Leon Steenkamp

Building small satellites on the tip of Africa. My other ride is a CubeSat.


Maritime VHF filtered low-noise amplifier

Having built an Automatic Identification System (AIS) receiving station with a Raspberry Pi, RTL dongle, and homemade dipole antenna a few years ago, I have always wanted to add a filtered low-noise amplifier (LNA). But these have never really been available locally in South Africa and ordering one from overseas is not very affordable. Therefore, I decided to try and build one for even more money.

AIS transmitters are fitted to maritime vessels and transmit information about the vessel and its movements on the maritime Very High Frequency (VHF) (162 MHz) band. For large vessels, these transmitters are mandatory. These transmissions are used by websites like MarineTraffic and VesselFinder to plot ship locations.

Having looked at the LNA’s available from Uputronics, I thought it might be possible to build something similar. With the requirements being that the LNA is housed in an aluminium enclosure and the DC power fed over coax.

In terms of the basic building blocks, an active device and filter from Mini-Circuits were chosen. These were ordered from RF Design locally. The filter was placed before the active device to block signals from FM broadcast and other voice radio transmissions (I have noticed quite a bit of RFI from voice transmission around 162 MHz).

image
LNA schematic capture

The active device was powered using a 3V3 regulator instead of the 5V one indicated on the schematic. This allows the LNA to be powered from a 5V power supply. Bias tees for removing DC from the RF path and for powering the active device were built from discrete components as this was more cost effective.
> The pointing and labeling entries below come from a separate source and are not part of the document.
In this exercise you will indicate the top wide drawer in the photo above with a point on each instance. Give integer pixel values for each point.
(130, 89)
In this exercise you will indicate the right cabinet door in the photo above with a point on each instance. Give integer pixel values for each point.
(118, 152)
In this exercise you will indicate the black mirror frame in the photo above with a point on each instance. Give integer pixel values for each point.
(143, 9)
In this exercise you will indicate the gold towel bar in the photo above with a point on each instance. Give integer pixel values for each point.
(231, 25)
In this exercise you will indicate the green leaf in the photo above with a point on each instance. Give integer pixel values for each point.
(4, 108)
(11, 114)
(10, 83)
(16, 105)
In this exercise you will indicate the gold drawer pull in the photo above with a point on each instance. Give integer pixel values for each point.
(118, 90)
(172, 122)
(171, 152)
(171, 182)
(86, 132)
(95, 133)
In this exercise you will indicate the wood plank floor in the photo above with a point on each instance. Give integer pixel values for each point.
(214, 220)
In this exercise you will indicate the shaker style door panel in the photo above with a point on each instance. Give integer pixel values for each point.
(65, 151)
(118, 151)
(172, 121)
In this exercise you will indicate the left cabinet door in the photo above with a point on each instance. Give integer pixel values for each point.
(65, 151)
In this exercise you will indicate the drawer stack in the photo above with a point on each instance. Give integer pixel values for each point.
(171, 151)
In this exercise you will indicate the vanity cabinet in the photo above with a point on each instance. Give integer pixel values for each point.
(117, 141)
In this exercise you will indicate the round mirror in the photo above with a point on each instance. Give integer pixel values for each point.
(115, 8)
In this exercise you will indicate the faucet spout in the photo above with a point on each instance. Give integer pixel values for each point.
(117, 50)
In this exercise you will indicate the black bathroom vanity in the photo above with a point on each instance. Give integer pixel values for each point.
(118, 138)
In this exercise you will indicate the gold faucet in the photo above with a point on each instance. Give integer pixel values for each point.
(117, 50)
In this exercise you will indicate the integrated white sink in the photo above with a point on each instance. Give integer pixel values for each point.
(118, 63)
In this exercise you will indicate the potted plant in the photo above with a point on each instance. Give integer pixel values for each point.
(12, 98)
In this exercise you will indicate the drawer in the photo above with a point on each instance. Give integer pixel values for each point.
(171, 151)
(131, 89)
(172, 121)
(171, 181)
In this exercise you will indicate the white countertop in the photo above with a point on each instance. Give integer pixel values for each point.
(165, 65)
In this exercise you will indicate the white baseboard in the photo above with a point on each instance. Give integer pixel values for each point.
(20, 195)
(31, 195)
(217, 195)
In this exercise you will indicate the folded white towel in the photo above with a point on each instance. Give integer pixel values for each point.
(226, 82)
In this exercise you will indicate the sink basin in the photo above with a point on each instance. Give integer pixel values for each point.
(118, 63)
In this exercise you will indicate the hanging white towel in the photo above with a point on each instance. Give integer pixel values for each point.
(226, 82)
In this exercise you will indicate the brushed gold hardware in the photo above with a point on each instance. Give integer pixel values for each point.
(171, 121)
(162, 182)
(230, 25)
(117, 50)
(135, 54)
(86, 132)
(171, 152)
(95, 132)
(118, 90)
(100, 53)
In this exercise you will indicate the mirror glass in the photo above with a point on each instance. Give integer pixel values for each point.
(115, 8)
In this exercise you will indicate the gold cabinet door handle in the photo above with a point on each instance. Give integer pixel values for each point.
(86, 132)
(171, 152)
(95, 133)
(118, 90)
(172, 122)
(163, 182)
I would have loved to use Altium Designer for the schematic and PCB design, but this was unfortunately not an option. As the second option, I went with KiCad, which offered all the needed functionality.

image
LNA PCB layout

The PCB was manufactured with PCBWay and it shipped the day after placing the order.

image
Manufactured PCBs

Enough PCBs and parts were ordered to build a number of boards. The PCBs were designed to fit a Hammond enclosures, and the delivered PCBs fit nicely in the ordered enclosures.

image
PCB in enclosure

Shown is the PCB in an enclosures without the enclosure end caps.

image
PCB in enclosure

The initial testing of the assembled LNAs was very rudimentary. An SDR was used for a basic test were the LNA was switched on and visually checking the spectrum.

One LNA was tested using a RF analyser, below the filter pass band can be seen and an active device gain of around 21 dB.

image
RF measurements

The active device has a stated noise figure of 0.75 dB, but I have not been able to test the noise figure for the whole filtered LNA. Overall system noise figure should be improved by the addition of the LNA.

At the moment, I don’t I have a nice way of visualising the difference the LNA makes to the AIS receiving station. The best way currently is the average and maximum reception distance graph that MarieTraffic generates for the receiving station. From this graph, the point at which the LNA was added to the station can be clearly seen from the graph towards the end of September 2024. This receiving station also feeds data to MarineTraffic.

image
MarineTraffic - average and maximum reception distance

Three LNAs were assembled and fitted to three receiving stations. Data from all three of these stations is used to generate the pages that can be seen here and here (map). One station is located in Langebaan, while two operate from Cape Town (with antennas in different locations). I’ll have to do a write-up of this multi-receiver AIS system at some point.